When a cancer diagnosis turned Sonali Bendre’s life upside down, she decided to make the best of a difficult situation. Her inner optimist took over, and she has allowed the world into her new, challenging reality with grace and empathy. Bazaar speaks to her about hope, grit, and honesty.
Cancer’s most terrifying burden—its unpredictability—is often also a gift. Survivors like Sonali Bendre and I know how. Looking at the cancer-untouched world pass by, in what sometimes appears to us like a fuzzy, smug, and desirable unison of normality, we recognise that we know life’s bare bones, we know that time is a gift. Some of us have also learned to laugh about our living years, now divided into AC (after cancer) and BC (before cancer).
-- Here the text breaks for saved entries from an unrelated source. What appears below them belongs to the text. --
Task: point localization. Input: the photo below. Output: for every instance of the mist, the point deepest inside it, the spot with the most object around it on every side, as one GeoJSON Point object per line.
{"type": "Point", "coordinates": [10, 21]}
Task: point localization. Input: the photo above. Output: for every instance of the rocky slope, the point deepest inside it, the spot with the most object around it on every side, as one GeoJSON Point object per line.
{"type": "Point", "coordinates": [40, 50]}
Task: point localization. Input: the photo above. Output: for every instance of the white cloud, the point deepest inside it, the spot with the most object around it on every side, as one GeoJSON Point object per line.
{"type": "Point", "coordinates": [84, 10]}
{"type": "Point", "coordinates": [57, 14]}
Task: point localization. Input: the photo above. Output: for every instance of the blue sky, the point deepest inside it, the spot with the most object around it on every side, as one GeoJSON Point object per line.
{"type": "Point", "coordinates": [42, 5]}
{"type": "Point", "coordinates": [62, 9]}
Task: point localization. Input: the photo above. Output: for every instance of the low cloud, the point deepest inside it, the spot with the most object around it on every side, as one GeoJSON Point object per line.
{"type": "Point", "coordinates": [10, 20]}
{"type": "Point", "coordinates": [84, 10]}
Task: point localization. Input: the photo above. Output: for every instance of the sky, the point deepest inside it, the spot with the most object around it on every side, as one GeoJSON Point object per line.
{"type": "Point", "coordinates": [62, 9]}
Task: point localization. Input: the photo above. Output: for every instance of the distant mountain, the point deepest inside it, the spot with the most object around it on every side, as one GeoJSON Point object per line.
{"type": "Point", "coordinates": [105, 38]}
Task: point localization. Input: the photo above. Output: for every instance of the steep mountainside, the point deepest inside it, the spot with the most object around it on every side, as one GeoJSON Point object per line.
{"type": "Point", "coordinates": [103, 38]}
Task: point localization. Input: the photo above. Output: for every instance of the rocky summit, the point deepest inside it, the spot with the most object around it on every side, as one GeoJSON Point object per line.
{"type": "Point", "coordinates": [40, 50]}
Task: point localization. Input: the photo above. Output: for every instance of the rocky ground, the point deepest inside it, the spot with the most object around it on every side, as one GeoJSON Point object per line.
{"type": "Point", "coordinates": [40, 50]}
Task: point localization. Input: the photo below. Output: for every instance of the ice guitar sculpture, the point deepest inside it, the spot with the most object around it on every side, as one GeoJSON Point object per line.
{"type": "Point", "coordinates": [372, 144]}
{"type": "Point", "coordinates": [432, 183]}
By the time I met Sonali for this piece, I’d watched her being interviewed about her experience with stage 4 metastatic uterine cancer. Cancer has been with humanity for centuries, yet not accepted as just a disease. That’s probably because a pill or an intravenous fluid can’t obliterate it, and treatment can be more debilitating than the cancer itself. She has been imperturbably articulate, open to all kinds of questions—an all-round champion of the need to talk more about the disease. Sonali’s outspokenness challenges us, triumphantly: So what?
I wait for the actor in one of her living rooms, turning the pages of a graphic novel about seven outré children and their commander who must save the world. The space is filled with all kinds of books, and big, bolstering furniture. Her gorgeous and restless golden retriever, rather incongruously named Isis, accompanies her to the sofa. Sonali is in a linen lounge suit by Anavila with baby-pink and white stripes, and her makeup is in subdued shades of pink. Her pixie hair is carefully ruffled, its shortness making her face strikingly expressive. She signs copies of the new book in her book club, The Familiars by Spacey Halls, poses with it, and then we get down to what I hoped wouldn’t be a text-book interview.